Aleksandr Viktorovich Zatayevich (Алекса́ндр Ви́кторович Затае́вич; – 6 December 1936) was a Russian music ethnographer and exponent of Central Asian folk music.

==Life==
Zatayevich was born on 20 March 1869 in Oryol. He graduated from the Oryol military gymnasium in 1886. He was largely self-taught in music theory. He lived in Warsaw, Moscow, and Saint Petersburg, then finally settled in Orenburg in 1920, where he began his most significant work. He worked as an ethnographer, collector, researcher on Kazakh folk music, and recorded about 3,000 instrumental melodies. He contributed to the Warsaw Diary which published music critiques and analyses.
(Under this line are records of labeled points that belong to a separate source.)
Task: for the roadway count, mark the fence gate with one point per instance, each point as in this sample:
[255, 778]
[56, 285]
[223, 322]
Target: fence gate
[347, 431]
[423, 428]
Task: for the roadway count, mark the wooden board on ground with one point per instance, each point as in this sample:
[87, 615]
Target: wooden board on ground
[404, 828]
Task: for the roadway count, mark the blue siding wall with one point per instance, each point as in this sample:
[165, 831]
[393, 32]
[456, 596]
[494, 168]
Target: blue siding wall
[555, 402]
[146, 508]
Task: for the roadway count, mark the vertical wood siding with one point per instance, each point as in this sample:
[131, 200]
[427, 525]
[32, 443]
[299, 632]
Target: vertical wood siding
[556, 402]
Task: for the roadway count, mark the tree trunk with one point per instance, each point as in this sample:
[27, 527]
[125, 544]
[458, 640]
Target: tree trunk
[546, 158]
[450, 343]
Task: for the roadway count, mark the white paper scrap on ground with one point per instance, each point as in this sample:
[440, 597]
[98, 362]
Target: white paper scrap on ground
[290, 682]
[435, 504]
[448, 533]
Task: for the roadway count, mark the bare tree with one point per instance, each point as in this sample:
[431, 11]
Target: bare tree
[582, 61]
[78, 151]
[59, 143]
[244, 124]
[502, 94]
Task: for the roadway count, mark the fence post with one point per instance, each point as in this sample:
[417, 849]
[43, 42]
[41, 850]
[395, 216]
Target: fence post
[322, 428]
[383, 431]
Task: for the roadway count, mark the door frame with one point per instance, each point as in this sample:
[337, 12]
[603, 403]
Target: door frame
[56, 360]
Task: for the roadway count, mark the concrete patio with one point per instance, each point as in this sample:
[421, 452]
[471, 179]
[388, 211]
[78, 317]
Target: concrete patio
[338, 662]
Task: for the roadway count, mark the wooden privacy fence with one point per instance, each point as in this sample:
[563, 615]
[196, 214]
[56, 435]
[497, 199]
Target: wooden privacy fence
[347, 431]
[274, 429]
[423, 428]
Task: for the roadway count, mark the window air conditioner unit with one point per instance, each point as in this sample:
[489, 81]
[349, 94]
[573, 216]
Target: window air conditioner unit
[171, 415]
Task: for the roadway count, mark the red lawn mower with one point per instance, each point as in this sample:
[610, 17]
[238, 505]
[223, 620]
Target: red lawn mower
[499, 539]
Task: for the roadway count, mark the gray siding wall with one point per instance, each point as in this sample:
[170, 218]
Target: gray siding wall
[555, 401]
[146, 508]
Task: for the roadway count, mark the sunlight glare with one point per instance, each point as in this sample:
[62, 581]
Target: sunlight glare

He wrote over 2,300 pieces of Kazakh folk music, of which 1,500 were published in two volumes during his life. He was the first to create a categorization system for Kazakh music, including genres such as historic, comedic, and legendary. He died on 6 December 1936 in Moscow.

In 1896, he was the dedicatee of Sergei Rachmaninoff's Six moments musicaux.

==Bibliography==
- —. 1000 songs of Kyrgyz/Kazakh people: tunes and melodies. Orenburg, 1925.
- —. 500 songs and kyuis of Aday, Bukey, Semipalatinsk, and the Ural Kazakhs. Alma-Ata, 1931.